I’ve also got a background in safety-critical software engineering.  Writing programs where you know what must happen and if that doesn’t happen then people’s lives are at risk.  I like to know what my programs are doing.

And with JavaScript, most of the time, I don’t have a clue what’s going on!  The language makes so many guesses on your behalf, allows you to pass objects and functions as data and doesn’t (appear to) contain notation for distinguishing between passing parameters by value and by reference.

To the uninitiated this will mean nothing…let’s take an example.  Lets say we want to write a little computer program called “add-one”.  This program has one input, a number, and one output, which will be the number plus one.

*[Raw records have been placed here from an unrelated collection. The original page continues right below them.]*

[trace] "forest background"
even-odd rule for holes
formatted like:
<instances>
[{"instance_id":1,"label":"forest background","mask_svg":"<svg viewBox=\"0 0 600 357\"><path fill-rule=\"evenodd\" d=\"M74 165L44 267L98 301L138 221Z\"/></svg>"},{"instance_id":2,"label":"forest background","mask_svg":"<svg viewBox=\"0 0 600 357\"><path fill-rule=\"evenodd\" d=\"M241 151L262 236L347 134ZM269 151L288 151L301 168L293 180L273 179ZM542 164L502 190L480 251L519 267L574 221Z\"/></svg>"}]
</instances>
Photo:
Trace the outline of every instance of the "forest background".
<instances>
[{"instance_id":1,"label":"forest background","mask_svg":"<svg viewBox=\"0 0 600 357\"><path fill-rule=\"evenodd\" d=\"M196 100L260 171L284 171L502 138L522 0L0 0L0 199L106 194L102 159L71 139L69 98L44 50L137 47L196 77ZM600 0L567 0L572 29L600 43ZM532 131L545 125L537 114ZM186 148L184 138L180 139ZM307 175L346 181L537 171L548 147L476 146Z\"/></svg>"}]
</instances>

The preferred way to do this is to write what’s called a “function”.  A function is a little program which gives you back a value.  Like this:

function add-one ( x )
begin
  return x + 1
end

Here, x is the input and we “return” x + 1.  Simple.  So we can now do:

a = 1
print a
b = add-one ( a )
print b

I hope you can see (I’m racing ahead) that this will print “1” then “2”.

But you can also write this as what’s called a procedure.  A procedure does some “stuff” but doesnt return a value.  Like this:

procedure add-one ( x )
begin
  x = x + 1
end

So what happens if we do the following with the procedure?:

a = 1
print a
add-one ( a )
print a

“That’s easy!” you may say, “it prints 1 then 2 again”.  But it’s not that easy.  Sometimes the language will take a “copy” of x into the procedure and modify the copy, leaving the original untouched.  This is called “pass-by-value”.  Why would you want to do this?  Well, let’s write a procedure that has someone’s full name as an input and prints their first name:

procedure print-first-name ( name )
begin
  remove surname from name
  print name
end

In this case we only want “name” to change within the procedure or the following would not work:

my-name = "Fred Flintstone"
print-first-name ( my-name ) 
print-surname ( my-name )

Here, print-surname would not work because the print-first-name removed the surname from my-name.

Your head probably aches now.

Anyway, JavaScript does LOTS of this sort of thing where pass-by-vaue and pass-by-reference really make a difference.

Another complication is that there’s two ways to create strings that return different types:

my-name1 = "Fred Flintstone";

and

my-name2 = new string("Fred Flintstone");

But these actualy do different things.  One creates a string value and one creates a string object.  And we find that:

my-name1 == my-name2

is true because the interpreter automatically converts the type but

my-name1 === my-name2

is false because it does type comparison too.

It has a variable called “this”, which refers to different things in different contexts.

And it doesn’t enforce important bits of syntax.  You’re supposed to end statements with a semi-colon, but if you split a statement over a line, then it will add the semi-colon at the line end (if that’s a valid place to end a statement).

These are all very minor examples of how this is a complex, weakly-typed, language the enforces very little checking on the programmer, makes lots of assumptions about what you mean in your program, and doesn’t seem to give you ways to enforce the meaning that you want.

All in all, I can see why so many web applications are so liable to not working.

Perhaps with a proper JavaScript tutorial, rather than just a cookbook, I might get a better grasp of the language and find some strong typing and better structures.

But for the moment it’s looking pretty complicated and chaotic!